Nei prossimi mesi saranno, quindi, definiti i piani di utilizzo (turismo, cultura, accoglienza, ristorazione, ospitalità) delle case cantoniere inserite nel progetto, la tipologia dei servizi che offriranno e che andranno ad ampliare quelli a supporto delle attivitA di esercizio e manutenzione della rete stradale mantenendone la disponibilità. per la gestione delle case cantoniere si guarda a giovani imprenditori selezionati sulla base della capacità e dei progetti presentati.Su tutto il territorio nazionale, l’Anas possiede 1.244 case cantoniere, di cui 607 sono utilizzate a vario titolo, uso istituzionale o di supporto alle attività di esercizio) di cui il 35% indisponibile per la valorizzazione perchè sedi istituzionali, il 55% parzialmente disponibili sulla base delle analisi dei flussi di clienti, il 10% ad alto potenziale turistico.

Il progetto pilota sara’ pronto entro il 30 giugno 2016 e subito dopo partiranno i relativi bandi. “Bisogna valorizzare la bellezza italiana che e’ dappertutto, non soltanto nelle grandi Capitali dell’arte, e valorizzare tutte quelle forme di turismo colto, intelligente e sostenibile che portano ricchezza, con persone che vengono in Italia perche’ vogliono la qualita’”, ha detto il ministro dei Beni e delle Attivita’ culturali e del Turismo, Dario Franceschini, intervenuto nella ex sala operativa nazionale dell’Anas di via Portuense, a Roma, per la firma del protocollo. “Le Case cantoniere sono un patrimonio straordinario- ha aggiunto- sono piu’ di mille e appartengono ai nostri ricordi, sono un formidabile marchio italiano, un brand che diventera’ conosciuto nel mondo”.
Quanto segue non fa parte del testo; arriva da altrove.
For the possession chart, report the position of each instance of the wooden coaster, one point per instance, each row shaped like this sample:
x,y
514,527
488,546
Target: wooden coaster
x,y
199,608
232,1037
Tema centrale dell’iniziativa, ha aggiunto il ministro delle Infrastrutture e dei Trasporti, Graziano Delrio, “e’ il paradigma della politica di cura e manutenzione del territorio, decisiva per fare recuperare al Paese pezzi di economia. Dobbiamo fare in modo che dopo questi primi 30 progetti, si arrivi presto a qualche centinaio, perche’ solo cosi’ nel mondo si potra’ raccontare quello che l’Italia sta facendo”. Insieme a Franceschini eDelrio, a siglare l’intesa per la valorizzazione delle Case cantoniere, anche il presidente di Anas Spa, Gianni Vittorio Armani, e il direttore generale dell’agenzia del Demanio, Roberto Reggi.